Urn

Description

Urn is a Turing-complete esoteric programming language by Keymaker, its design finalized and published in 2013. Most of the language was thought out in 2011 and 2012. (Obviously there was no hurry with it.)

The language is based on one instruction that moves data, signals in this language's terminology, from one source to another. An instruction may contain any finite (zero included) number of other instructions, which are executed conditionally, depending on the current signal (always either 1 or 0). If something is executed, the current travelling signal is killed.

There are three in-sources for signals: input (denotated with emptiness (input itself is taken from the input channel, using ASCII '0' and '1', and EOF)), a register (any string of a-z characters, with the minimum length of one), or a static binary string (consisting solely of 0s and 1s, with the minimum length of one). The signal is either killed on the way, or will end up in either of the two out-sources: a register (a-z strings like with in-source) or the output channel (denotated with emptiness). Registers work with the same logic as binary queues; first in is first out. It is not possible to leave an instruction until its in-source is depleted (EOF in case of input).

An instruction begins with a '('. All parentheses must be matching. An instruction has four phases, separated from each other with a ':' (so there are three ':' in each instruction). The first phase is the in-source, the second is the conditioned code for 1s, the third is the conditioned code for 0s, and the fourth is the out-source. The conditioned codes, depending on the current signal, are executed as long as there are signals arriving from the in-source (nothing is ever executed without a signal). The instruction ends with a ')'. The program may have spaces and new-lines anywhere at all, even breaking a register name. These characters are simply ignored when the program is run. Comments are marked with a ';' as the last character of a line (not counting spaces or the new-line). Otherwise, all other data is considered an error, as are register names that include other characters than a-z, binary strings that include other characters than 0 and 1.

Examples

1. (111:::) would print "111" and terminate. The looping part is executed three times, since there are three signals.

2. (00:::e)(1:::e) would move "00" and "1" to register 'e', making it have "001" in the end.

3. (10:::a)(a:::b)(a:::c) would first move "10" to 'a', then everything from 'a' to 'b'. "(a:::c)" will never be executed since 'a' at that point has no signals.

4. (1001::(0:::zeroes):ones) would move all the 1s into 'ones' register, all the 0s into 'zeroes' register. In case the signal is 1, it has no conditioned code, and it will travel to the end, and go to 'ones'. 0, however, has the conditioned code "(0:::zeroes)", and that signal is killed. However, in the code that is executed, a 0 signal will be sent to 'zeroes' register.

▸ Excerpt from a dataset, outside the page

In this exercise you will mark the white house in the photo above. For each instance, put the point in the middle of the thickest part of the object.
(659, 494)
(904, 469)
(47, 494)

5. (:::a) moves input to register 'a'. The looping part is executed as long as (and only when) there are signals coming from input. Once EOF comes, the instruction's execution stops.

6. Below is a larger and commented example that reads input, inverts the input, and outputs the result only if it's at least four characters/signals long. Input "101" yields nothing as output, input "11011" yields "00100".

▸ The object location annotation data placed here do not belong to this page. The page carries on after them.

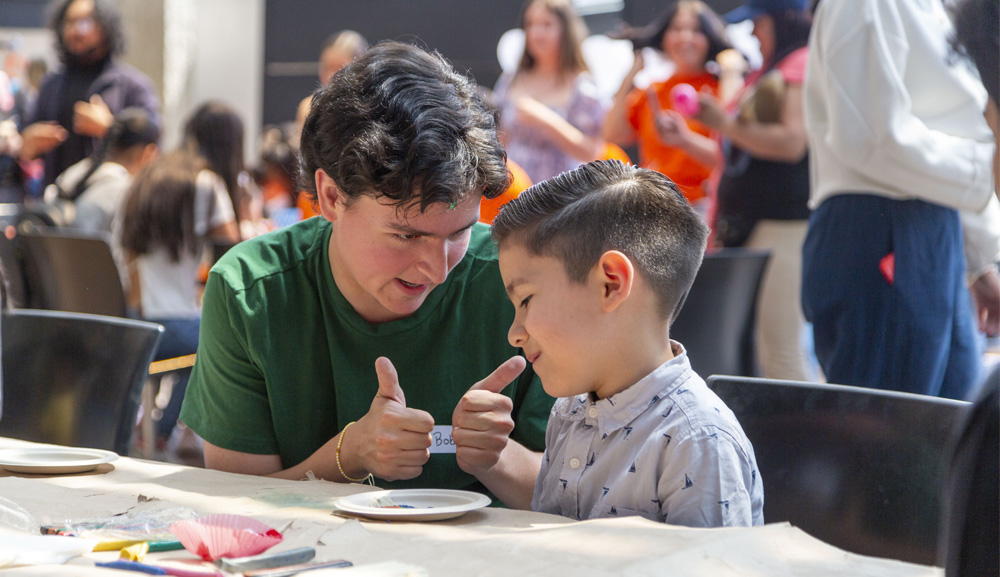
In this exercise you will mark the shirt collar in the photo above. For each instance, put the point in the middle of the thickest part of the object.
(619, 410)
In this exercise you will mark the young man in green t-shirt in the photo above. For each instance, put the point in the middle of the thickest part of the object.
(388, 315)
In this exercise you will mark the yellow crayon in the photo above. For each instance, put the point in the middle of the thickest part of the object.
(115, 545)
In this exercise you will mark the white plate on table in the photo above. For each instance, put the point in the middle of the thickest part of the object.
(54, 460)
(413, 504)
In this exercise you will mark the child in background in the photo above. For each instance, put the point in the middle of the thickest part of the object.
(692, 36)
(598, 262)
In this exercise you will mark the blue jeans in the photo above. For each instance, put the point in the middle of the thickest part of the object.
(180, 337)
(914, 334)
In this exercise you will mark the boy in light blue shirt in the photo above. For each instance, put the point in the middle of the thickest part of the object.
(598, 262)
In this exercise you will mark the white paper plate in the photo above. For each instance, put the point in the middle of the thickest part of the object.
(414, 504)
(54, 460)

input, and send the opposite signal to 'a' ;
notice how the out-source is output channel (marked with emptiness) but it doesn't matter as no signal ever reaches it, there being conditioned code for both signal types ;
(:(0:::a):(1:::a):)

take a copy of 'a' into 'b' and 'c' ;
notice that while moving into 'b' everything becomes 1 (this to simplify the coming part where the actual data isn't needed, but its length is) ;
(a:(1:::b)(1:::c):(1:::b)(0:::c):)

four nested instructions with 'b' as their in-source take four signals from 'b', and if the fourth is reached, ;
everything from 'c' is moved to output channel, and the remaining data in 'b' (if any) is moved to 'x' so that the looping is quit ;
(it does nothing but add a little speed (which might show if the input is a billion signals), no incorrect output would be done as 'c' becomes empty during the first time the code is executed) ;
(b: (b: (b: (b: (c:::)(b:::x) ::) ::) ::) ::)
Programs

A couple of programs I've written.

tm.urn - A truth-machine. With input '0' it prints 0 and terminates, with input '1' it keeps printing 1 infinitely. (Note, this like all Urn programs with input expects to receive EOF after the actual input is done, otherwise the input loop can never end.)

binary.urn - A binary counter. Input a binary number (such as 100, 10111, etc.) and the program increases it by one and prints the result.

prime.urn - Prints prime numbers in unary format of 1s, each string's end marked with a 0. Never terminates, even if it might look so from the slowness...

Interpreter

There is an interpreter written in Python, here. Give the Urn program as an argument. Any more arguments (doesn't matter what they are) launch the debug mode. If any other character than '0' or '1' is given as input, the interpreter stops because of faulty data.

-- Keymaker, 20.9.2013